Pinocchio tiene tanto de El laberinto del fauno, otro clásico de del Toro, que es difícil no verla como una especie de continuación del camino ya transitado y por lo mismo seguro.

Par líneas
Por Juan Fernando Andrade | @pescadoandrade
La forma del agua, de Guillermo del Toro, se estrenó en 2017.
El año siguiente, la cinta ganó cuatro premios de la Academia, dos de ellos para el mexicano: mejor dirección y mejor película del año.
Fueron sus primeros Óscar, y la fanaticada estaba más contenta por la llegada de los gemelos dorados que por la película que los levantó.
La forma del agua podría ser, fácil, la peor película de del Toro: una fantasía ya tan ensimismada que no permite, en el espectador, la creación de sentimientos verdaderos.
Pero, todo hay que decirlo, se trata de una película autónoma y soberana, en la que el director se juega entero por un mundo que quizás sólo él alcanza a comprender, a disfrutar, y ya por eso, por imponer su realidad ante las otras realidades posibles, merece la gloria de ser llamado creador.
De La forma del agua quedaron dos cosas, una frase inolvidable, si volviera a ser joven tendría más sexo y cuidaría mejor de mis dientes, y la sospecha de que el catálogo de Guillermo del Toro estaba ya todo sujeto a cuestionamientos y capaz era mejor no revisitarlo.
Ahora, en ese mismo catálogo, hay una nueva obra, Pinocchio, que los tiene conmovidos a todos.
Es increíble cómo, cada vez que preguntas qué tal está la adaptación/transformación que hizo del Toro de un cuento infantil, la gente se enternece, se lleva las manos al pecho o a la boca, deja caer la cabeza hacia un lado y afina la voz para decir, invariablemente: linda.
Y sí, lo es, debe estar entre lo más lindo que se haya hecho jamás en formato stop motion (cuya traducción al español sería también linda, algo así como animación detenida), sobre todo y precisamente porque la mano humana, las texturas que registran el tacto y la vista, están por encima de cualquier cosa creada digitalmente.
No olvidemos que el director mexicano, citando al animador japonés Hayao Miyazaki, dijo que el arte creado por la inteligencia artificial es un insulto a la vida misma. Yo le daría otro Óscar por eso, por marchar frontal y abiertamente contra las máquinas, como hacen los humanos en Terminator.

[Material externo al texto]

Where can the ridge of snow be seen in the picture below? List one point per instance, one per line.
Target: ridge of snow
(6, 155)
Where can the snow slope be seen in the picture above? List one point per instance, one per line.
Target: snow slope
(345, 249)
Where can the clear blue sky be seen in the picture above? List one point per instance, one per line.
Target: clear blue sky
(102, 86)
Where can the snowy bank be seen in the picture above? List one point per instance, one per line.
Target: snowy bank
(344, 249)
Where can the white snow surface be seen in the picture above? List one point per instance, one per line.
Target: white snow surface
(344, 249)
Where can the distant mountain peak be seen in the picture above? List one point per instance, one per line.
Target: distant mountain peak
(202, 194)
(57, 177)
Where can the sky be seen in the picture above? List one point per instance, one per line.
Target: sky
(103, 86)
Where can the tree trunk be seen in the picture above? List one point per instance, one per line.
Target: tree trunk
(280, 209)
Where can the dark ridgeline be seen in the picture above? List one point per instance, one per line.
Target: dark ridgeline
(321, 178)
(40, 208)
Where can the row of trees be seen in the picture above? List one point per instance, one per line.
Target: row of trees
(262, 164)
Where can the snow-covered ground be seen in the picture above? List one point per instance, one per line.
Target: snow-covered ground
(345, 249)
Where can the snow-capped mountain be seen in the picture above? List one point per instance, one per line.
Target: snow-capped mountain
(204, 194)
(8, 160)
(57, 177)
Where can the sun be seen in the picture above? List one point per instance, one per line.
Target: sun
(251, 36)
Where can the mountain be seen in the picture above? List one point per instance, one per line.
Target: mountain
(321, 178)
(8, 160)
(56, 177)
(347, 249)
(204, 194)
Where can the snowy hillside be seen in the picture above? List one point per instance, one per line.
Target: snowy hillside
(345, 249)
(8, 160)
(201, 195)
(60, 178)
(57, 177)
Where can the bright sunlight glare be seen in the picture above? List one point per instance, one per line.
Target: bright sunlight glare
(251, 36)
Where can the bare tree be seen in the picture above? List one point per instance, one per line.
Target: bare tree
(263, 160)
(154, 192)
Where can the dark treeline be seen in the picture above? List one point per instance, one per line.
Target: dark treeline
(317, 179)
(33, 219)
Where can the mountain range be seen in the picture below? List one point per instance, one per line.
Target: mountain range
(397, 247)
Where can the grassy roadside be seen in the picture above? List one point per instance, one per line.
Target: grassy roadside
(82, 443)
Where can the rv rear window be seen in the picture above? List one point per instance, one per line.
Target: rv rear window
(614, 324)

Ahora bien, Pinocchio tiene tanto de El laberinto del fauno, otro clásico de del Toro, que es difícil no verla como una especie de continuación del camino ya transitado y por lo mismo seguro.
La una sucede en Italia, en los años posteriores a la Primera Guerra Mundial, en pleno fascismo; la otra ocurre en España, después de la Guerra Civil, en la dictadura del general Franco; ambas colocan a niños pequeños al centro, que a su vez son guiados por criaturas mágicas y que significan la libertad; ambas confían, y con razón, en que nos encariñemos con esos niños, y esto último tiene su parte de manipulación.
Por ese lado, Pinocchio no sorprende.
Lo que no deja de sorprender es la autoridad con que Guillermo del Toro cuenta y vuelve a contar la infancia, siempre como un freak que, en sus propias palabras, debe descubrir por sí mismo cómo funciona el mundo, ya que eso que le han contado no es suficiente.
El arte trata de explicar no sólo lo que nos rodea sino lo que provoca, en nosotros, la necesidad de crear belleza. Nos pasamos la vida leyendo, mirando, escuchando, acumulando datos históricos que de nada sirven cuando la ocupación de las emociones nos hace caminar, de nuevo, otra vez, a toda velocidad, hacia el sinsentido.
Tratamos, en el arte, de reproducir la vida, de imitarla. Así esperamos entenderla. Y cuánto ganaríamos si en vez de estar escribiendo tonteras le prestáramos atención a un niño de madera.
Cuando son chicos, uno quiere comérselos. Cuando crecen, uno se arrepiente de no habérselos comido.